“Si vous prenez l’invention de l’électricité, des ordinateurs, d’Internet et des mobiles ensemble, vous êtes encore en deçà de ce que nous allons voir”, a déclaré Siqi Chen, un entrepreneur basé à San Francisco.
« Toutes ces choses ont été créées par l’intelligence. Mais pour la première fois, nous sommes capables de créer l’intelligence elle-même », poursuit-il. “C’est une épée à double tranchant, mais si ça se passe bien, ça peut résoudre tous les problèmes (…), comme le réchauffement climatique.”
Comme beaucoup d’autres acteurs de la tech, Siqi Chen est convaincu qu’il assiste à un changement de paradigme historique.
Surtout depuis la présentation mardi par OpenAI de GPT-4, une nouvelle version encore plus puissante du modèle de langage naturel qui exploite ChatGPT, l’interface d’IA générative utilisée par des millions de personnes depuis quelques mois pour écrire des essais, des poèmes ou encore des lignes d’ordinateur. code.
ChatGPT pourra traiter non seulement du texte, mais aussi des images, et produire des contenus plus complexes, comme des plaintes légales ou des jeux vidéo.

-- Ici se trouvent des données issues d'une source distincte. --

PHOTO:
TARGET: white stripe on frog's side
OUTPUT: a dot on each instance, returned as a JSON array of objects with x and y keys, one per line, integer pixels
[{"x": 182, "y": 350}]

GPT-4 représente ainsi une avancée en direction de l’intelligence artificielle dite “générale”, celle des programmes “plus intelligents que les humains en général”, selon Sam Altman, le patron de la start-up californienne.
“Déconcertant”
Jeudi, Microsoft, le principal investisseur d’OpenAI, a promis que “nous ne pourrions bientôt plus nous passer” d’assistants génératifs basés sur l’IA, capables d’interagir avec les humains dans leurs langues et d’effectuer toutes sortes de tâches. , du résumé d’une réunion à la création d’un site internet ou d’une campagne publicitaire.
Ces outils libéreront les humains “de la corvée qui étouffe la créativité” afin qu’ils puissent renouer avec “l’âme de leur travail”, a déclaré Jared Spataro, un cadre du groupe informatique.

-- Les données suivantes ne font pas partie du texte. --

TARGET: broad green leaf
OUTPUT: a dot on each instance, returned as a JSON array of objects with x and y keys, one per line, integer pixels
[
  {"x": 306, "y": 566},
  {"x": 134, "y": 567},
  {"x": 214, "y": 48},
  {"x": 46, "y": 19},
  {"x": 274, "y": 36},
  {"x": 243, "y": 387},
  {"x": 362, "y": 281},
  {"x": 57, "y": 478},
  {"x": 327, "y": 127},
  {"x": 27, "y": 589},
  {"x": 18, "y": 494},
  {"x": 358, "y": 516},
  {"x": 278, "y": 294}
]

“J’ai utilisé GPT-4 pour coder 5 micro fonctionnalités pour un nouveau produit. Un (très bon) développeur voulait 6 000 $ et deux semaines. GPT-4 l’a fait en 3 heures pour 0,11 $. Ahurissant », a tweeté Joe Perkins, un entrepreneur britannique.
Siqi Chen reconnaît que les nouvelles technologies pourraient un jour le remplacer. Mais il compte sur la capacité d’adaptation des humains, avec des solutions comme le revenu universel.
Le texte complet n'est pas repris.